China’s economic growth is slowly deteriorating as policymakers seek to resume the best way to eradicate the epidemic without creating unforeseen debt.
China this week completely changed its currency for the 12th consecutive month, but other indications are that Beijing, which oversees its state-controlled banks more than most economies, is using alternative measures to reduce the risk of overheating in its more stable, corporate-recovery state.

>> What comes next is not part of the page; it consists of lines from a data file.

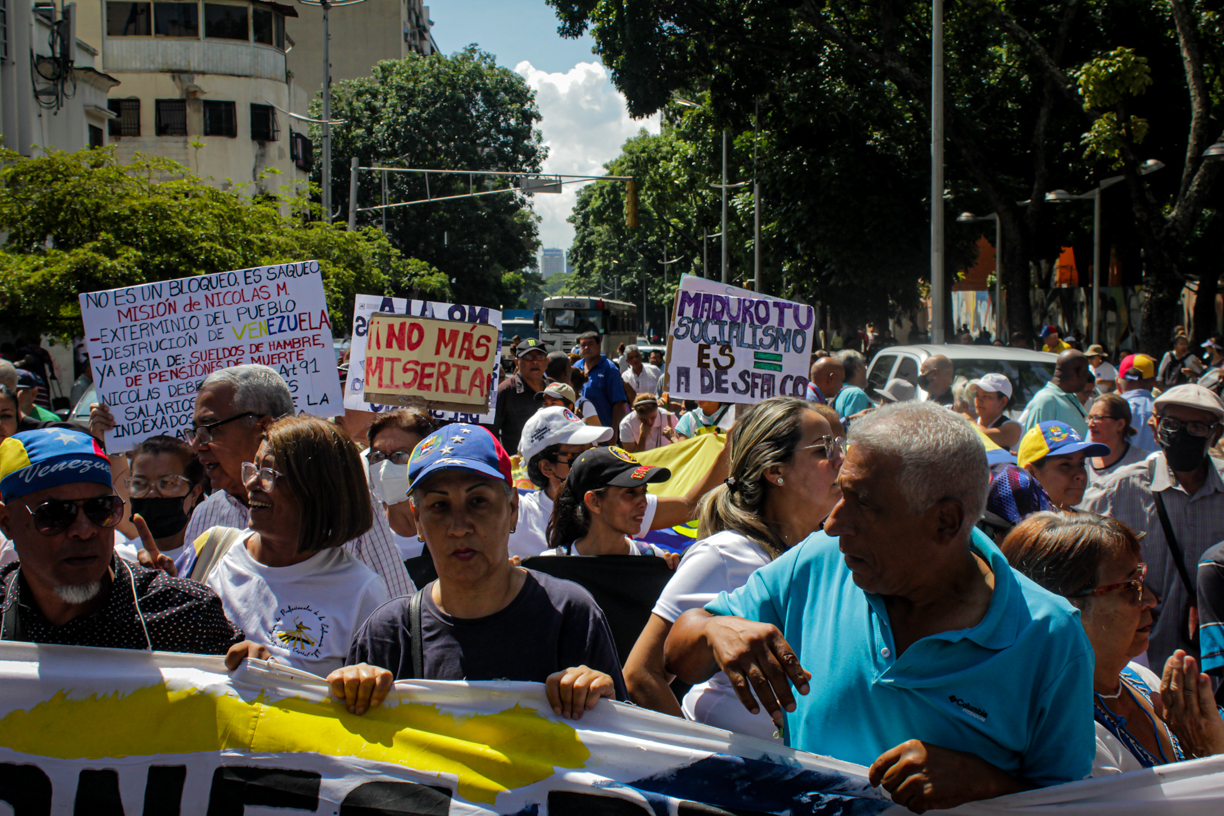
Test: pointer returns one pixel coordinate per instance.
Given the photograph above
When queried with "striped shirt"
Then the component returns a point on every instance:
(376, 547)
(1197, 522)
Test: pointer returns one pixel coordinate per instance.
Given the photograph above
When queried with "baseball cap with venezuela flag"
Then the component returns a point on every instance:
(1055, 438)
(459, 447)
(37, 460)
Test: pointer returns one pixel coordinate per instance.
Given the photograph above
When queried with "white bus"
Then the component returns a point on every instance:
(563, 318)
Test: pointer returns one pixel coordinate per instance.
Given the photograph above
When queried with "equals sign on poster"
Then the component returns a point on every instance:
(766, 361)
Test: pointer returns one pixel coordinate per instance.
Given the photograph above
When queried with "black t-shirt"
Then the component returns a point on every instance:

Total financesDebt growth in the country, which brings home mortgage debt, increased by 12% annually in March, a slight decrease from April last year, according to a government report released this month.
Mike Riddell, chief financial officer at Allianz Global Investors, warned that China’s corporate finances are “the fastest growing in the world” because they “have run the world” so far.
Any other stimulus would attract global growth as recovery from the epidemic, he said.
Julian Evans-Pritchard, China’s chief economist at Capital Economics, said: “China was already the first economic powerhouse.”
The latest signs of debt crunch are coming soon after the central bank asks lenders where To resume their work in February. The policymakers have struggled with commercial sector Through a process called “three red lines”, which aims to reduce the maximum development of developers as measured by metric.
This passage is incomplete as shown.